Thèse de doctorat en Biologie

Sous la direction de Michel Philippe.

Soutenue en 2001

à Rennes 1 .


  • Résumé

    Du gène à la protéine, l'étude des régulations de l'expression des gènes n'a fait que mieux révéler la complexité du monde eucaryote. Les mécanismes post transcriptionnels ont un rôle fondamental indiscutable. Une queue poly(A) est mise en place à l'extrémité de presque tous les ARNm après transcription. Elle joue un rôle important dans le contrôle de la stabilité et de la traduction des ARNm. C'est par la famille des protéines de liaison à la queue poly(A) (PABP) que la queue poly(A) intervient dans l'expression génique. Nous avons montré chez la levure que la PABP n'intervient pas seulement dans l'initiation de la traduction mais aussi dans la dernière étape de la synthèse protéique via son interaction avec le facteur de terminaison de la traduction eRF3. La PABP interagit in vivo avec eRF3 chez les eucaryotes, de la levure à l'homme, suggérant que la fonction associée à cette interaction dans la terminaison de la traduction est conservée. Nous avons caractérisé une nouvelle PABP de classe I chez le Xénope, appelée ePABP pour PABP embryonnaire. EPABP est capable de substituer fonctionnellement le gène levure PAB1. L'analyse du profil d'expression des protéines PABP de Xenope (ePABP et PABP1) au cours du développement précoce et dans les tissus adultes révèle une expression différente pour ces deux protéines. Nous proposons différents rôles clefs que peuvent jouer ces protéines dans la régulation de l'expression des gènes au cours du développement.
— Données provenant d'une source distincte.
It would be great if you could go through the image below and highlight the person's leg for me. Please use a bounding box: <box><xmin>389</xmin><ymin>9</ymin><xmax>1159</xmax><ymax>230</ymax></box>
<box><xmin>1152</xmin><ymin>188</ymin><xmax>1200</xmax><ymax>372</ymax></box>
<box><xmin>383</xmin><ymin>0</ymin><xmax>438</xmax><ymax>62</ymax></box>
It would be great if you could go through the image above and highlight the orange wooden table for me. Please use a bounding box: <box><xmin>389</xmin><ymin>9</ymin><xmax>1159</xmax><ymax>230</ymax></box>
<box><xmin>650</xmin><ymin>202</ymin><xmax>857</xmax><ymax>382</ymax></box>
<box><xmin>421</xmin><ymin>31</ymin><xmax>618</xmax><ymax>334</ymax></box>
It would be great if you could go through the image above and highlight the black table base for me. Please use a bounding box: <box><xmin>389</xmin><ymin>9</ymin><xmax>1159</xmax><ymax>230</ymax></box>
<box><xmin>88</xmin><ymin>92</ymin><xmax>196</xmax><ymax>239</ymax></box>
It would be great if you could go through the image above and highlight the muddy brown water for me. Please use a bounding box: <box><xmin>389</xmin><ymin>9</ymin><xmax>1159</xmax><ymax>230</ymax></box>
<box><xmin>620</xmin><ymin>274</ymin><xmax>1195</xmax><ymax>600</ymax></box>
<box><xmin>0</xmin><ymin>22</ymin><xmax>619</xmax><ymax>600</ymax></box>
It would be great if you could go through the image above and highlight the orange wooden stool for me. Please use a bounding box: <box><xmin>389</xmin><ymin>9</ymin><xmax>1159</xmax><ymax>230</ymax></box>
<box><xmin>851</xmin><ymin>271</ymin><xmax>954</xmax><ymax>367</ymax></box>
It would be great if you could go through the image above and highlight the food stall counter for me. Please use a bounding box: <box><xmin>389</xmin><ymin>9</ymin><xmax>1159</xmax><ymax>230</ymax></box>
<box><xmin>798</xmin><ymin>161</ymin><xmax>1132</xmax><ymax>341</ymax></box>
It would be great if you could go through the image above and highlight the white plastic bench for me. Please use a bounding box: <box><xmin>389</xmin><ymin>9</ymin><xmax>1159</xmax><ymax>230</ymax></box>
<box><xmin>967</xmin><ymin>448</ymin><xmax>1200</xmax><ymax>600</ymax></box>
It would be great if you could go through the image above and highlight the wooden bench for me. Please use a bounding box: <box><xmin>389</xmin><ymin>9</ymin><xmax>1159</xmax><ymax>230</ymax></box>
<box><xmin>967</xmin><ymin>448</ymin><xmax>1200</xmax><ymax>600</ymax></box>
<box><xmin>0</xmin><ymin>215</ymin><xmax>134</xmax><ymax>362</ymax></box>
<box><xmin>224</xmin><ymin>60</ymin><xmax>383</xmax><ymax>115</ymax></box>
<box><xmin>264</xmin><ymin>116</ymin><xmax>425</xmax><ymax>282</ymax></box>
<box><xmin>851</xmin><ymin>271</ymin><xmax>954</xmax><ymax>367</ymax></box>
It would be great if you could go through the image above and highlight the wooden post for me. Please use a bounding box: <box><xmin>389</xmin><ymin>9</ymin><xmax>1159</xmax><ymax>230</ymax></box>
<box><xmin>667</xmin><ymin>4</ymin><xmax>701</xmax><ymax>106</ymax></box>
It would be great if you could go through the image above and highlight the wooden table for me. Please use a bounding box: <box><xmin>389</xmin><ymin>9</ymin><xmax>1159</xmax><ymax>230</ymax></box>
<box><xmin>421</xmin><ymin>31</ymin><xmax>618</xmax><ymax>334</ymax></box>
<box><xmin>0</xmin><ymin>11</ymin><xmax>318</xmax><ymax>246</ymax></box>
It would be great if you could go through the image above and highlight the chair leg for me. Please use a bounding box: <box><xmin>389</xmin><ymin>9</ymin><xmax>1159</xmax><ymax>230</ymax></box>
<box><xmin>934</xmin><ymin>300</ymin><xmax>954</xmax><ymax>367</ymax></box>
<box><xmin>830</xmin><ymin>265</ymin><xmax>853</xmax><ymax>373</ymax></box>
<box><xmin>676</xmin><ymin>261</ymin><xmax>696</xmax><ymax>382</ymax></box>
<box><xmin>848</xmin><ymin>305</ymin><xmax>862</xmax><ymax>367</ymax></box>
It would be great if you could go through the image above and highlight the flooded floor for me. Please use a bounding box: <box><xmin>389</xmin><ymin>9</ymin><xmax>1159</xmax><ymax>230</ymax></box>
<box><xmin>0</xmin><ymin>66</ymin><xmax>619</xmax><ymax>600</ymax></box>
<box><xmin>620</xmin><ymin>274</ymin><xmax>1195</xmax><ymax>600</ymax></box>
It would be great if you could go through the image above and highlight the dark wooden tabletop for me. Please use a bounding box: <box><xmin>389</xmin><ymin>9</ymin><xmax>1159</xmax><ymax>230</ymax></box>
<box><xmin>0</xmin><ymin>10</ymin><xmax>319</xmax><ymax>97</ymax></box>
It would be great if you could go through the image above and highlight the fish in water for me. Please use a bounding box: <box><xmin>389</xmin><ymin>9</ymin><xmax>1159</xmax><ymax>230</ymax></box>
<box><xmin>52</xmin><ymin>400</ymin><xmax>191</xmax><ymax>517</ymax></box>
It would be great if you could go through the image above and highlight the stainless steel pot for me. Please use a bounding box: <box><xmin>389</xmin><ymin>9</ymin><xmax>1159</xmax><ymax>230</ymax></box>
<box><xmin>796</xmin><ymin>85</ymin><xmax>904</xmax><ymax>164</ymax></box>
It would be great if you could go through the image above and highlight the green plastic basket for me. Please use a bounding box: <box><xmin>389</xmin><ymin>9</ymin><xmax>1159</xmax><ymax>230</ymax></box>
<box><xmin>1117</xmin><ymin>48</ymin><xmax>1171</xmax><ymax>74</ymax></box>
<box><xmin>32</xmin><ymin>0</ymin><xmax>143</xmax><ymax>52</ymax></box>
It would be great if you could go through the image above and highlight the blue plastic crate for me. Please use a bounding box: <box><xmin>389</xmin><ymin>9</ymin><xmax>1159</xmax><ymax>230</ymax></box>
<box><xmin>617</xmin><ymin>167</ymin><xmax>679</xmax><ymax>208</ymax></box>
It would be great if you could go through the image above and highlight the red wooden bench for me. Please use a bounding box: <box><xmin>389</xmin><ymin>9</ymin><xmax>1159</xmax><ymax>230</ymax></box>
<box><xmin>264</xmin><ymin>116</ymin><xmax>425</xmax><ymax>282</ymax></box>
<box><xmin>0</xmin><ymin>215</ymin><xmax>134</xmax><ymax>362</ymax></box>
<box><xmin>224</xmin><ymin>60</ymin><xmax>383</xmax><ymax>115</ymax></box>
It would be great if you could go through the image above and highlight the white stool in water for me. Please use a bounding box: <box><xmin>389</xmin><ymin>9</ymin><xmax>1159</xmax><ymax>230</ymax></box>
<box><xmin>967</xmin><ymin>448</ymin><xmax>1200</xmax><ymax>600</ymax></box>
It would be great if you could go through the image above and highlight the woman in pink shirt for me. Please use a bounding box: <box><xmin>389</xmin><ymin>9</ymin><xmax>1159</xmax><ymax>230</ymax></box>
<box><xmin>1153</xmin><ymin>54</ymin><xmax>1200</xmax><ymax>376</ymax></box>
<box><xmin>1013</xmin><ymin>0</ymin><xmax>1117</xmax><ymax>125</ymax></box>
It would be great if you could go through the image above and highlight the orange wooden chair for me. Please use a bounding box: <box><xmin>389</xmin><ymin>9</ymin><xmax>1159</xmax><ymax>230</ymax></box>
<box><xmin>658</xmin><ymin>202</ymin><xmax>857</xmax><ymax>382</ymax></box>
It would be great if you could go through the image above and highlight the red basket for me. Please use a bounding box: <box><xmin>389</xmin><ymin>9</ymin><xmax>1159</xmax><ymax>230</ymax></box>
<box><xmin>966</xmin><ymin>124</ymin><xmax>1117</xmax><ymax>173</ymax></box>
La surproduction du facteur de terminaison eRF3 seul dans des cellules humaines en culture est sans effet sur la terminaison, mais elle modifie l'abondance de certains ARNm. L'effet de la surexpression d'eRF3 est différent en fonction du promoteur, suggérant un rôle d'eRF3 via la transcription ou un mécanisme couplé. De plus, nos analyses de localisation d'eRF3 n'ont pas permis de détecter cette protéine dans le noyau, suggérant que l'effet d'eRF3 est cytoplasmique et donc probablement indirect.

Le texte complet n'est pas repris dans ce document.